Beginning with a picture of a head, John Stezaker adds a postcard over the face, altering the image completely. In “Mask XXIX” a postcard of a cavern is anthropomorphized. Dark recesses become eyes. Stalagmites become teeth. There is something horrific in the re-contextualized image that makes us question our imaginations and the enjoyment we find in being spooked.
Also disturbing is Nicola Tyson’s “Portrait Head” series. On the same human scale as Mania and Stezaker, Tyson devolves faces into abstract notations held in place by eyes or a mouth. These acrylic on paper “portraits” are deceptively simple. Their bold swirls and solid background revel in a vibrant palette. Close inspection reveals intricate drying patterns and fine brushwork. In some sense, every portrait has an element of self-portraiture. The “portrait” has become a place to explore composition.
As if to drive home the point that all subjects are somehow internalized, six clowns by Uwe Henneken sit on a bench conversing in the egalitarian afternoon.
A mirror is another metaphor for a denizen of fashion and royalty. Glenn Ligon’s seven-foot-high “Mirror” crowns one of the two fireplaces in the exhibit and to some extent serves as an anchor. A combination of silkscreen, coal dust, acrylic and oilstick on canvas, the jagged streaks in this black on black work resemble an antique mirror. Another large, dark work, the unframed print of “Eclipse” by Wolfgang Tillmans hangs nearby like a bookend.
To the left of “Mirror” is a super-svelte minimalist composition by Gregor Hildebrandt, made surprisingly of cassette tape on linen. The tiny strips are gradated into nine broad bands of earth tones, punctuated by bits of red and white and wisps of blue. Lovely.
Other standout works included Rachel Kneebone’s erotic Southern Ice porcelain sculptures, Elizabeth Peyton’s monotype portrait of Robert Mapplethorpe and a Munchean allegory by Norbert Schwontowski.
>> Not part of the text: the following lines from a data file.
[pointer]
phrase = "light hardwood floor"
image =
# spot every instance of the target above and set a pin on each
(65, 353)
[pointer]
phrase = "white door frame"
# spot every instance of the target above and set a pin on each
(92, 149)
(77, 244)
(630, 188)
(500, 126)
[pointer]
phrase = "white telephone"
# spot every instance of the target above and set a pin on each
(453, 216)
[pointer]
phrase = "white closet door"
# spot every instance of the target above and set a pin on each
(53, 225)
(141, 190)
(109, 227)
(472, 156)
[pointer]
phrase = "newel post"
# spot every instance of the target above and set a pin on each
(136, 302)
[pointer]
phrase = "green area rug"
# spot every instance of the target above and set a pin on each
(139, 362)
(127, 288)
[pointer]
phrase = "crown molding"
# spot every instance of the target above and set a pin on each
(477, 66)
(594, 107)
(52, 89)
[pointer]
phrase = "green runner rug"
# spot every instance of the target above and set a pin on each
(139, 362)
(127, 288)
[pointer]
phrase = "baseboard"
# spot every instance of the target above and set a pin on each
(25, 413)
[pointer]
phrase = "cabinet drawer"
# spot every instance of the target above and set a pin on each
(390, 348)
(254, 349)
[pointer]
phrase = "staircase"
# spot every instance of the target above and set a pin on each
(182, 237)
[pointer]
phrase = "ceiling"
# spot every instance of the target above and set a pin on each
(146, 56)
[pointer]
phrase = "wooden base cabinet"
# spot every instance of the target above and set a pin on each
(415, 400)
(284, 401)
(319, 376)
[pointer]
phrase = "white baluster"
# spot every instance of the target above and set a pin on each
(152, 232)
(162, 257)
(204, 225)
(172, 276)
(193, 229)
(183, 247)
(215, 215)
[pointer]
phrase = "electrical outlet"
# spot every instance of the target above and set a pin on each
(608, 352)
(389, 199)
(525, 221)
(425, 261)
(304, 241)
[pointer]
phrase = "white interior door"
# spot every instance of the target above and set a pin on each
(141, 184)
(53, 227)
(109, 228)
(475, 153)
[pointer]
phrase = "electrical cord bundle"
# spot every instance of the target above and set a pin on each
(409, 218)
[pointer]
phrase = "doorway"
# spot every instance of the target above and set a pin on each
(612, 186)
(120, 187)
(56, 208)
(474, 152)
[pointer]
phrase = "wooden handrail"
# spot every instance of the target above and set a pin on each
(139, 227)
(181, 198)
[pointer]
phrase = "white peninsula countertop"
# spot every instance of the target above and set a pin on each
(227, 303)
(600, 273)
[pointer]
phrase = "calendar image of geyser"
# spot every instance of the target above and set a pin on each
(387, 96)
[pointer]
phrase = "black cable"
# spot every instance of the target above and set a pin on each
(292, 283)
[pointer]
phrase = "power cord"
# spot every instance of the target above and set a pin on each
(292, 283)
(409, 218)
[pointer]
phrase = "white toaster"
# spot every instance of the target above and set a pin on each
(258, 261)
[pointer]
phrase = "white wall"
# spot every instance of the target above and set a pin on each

In a counter-intuitive move, Testino commissioned fellow Brit photographer Idris Khan to do a series of new works. Beginning with photos by Testino of artist’s studios, these small black and white photographs combine digital and analog techniques. At first I didn’t see much except shades of gray. Then I noticed the chockablock play of verticals, diagonals and horizontals. Gradually faces appeared faint apparitions enveloped in layers of multiple exposures. Austere and remote, the semi-emergent images rose as if from a dream. It’s like looking at clouds that continually change as if time itself were still developing.
You can tell a lot about people by what they collect and what they give away. Mario Testino has given us a truly great show.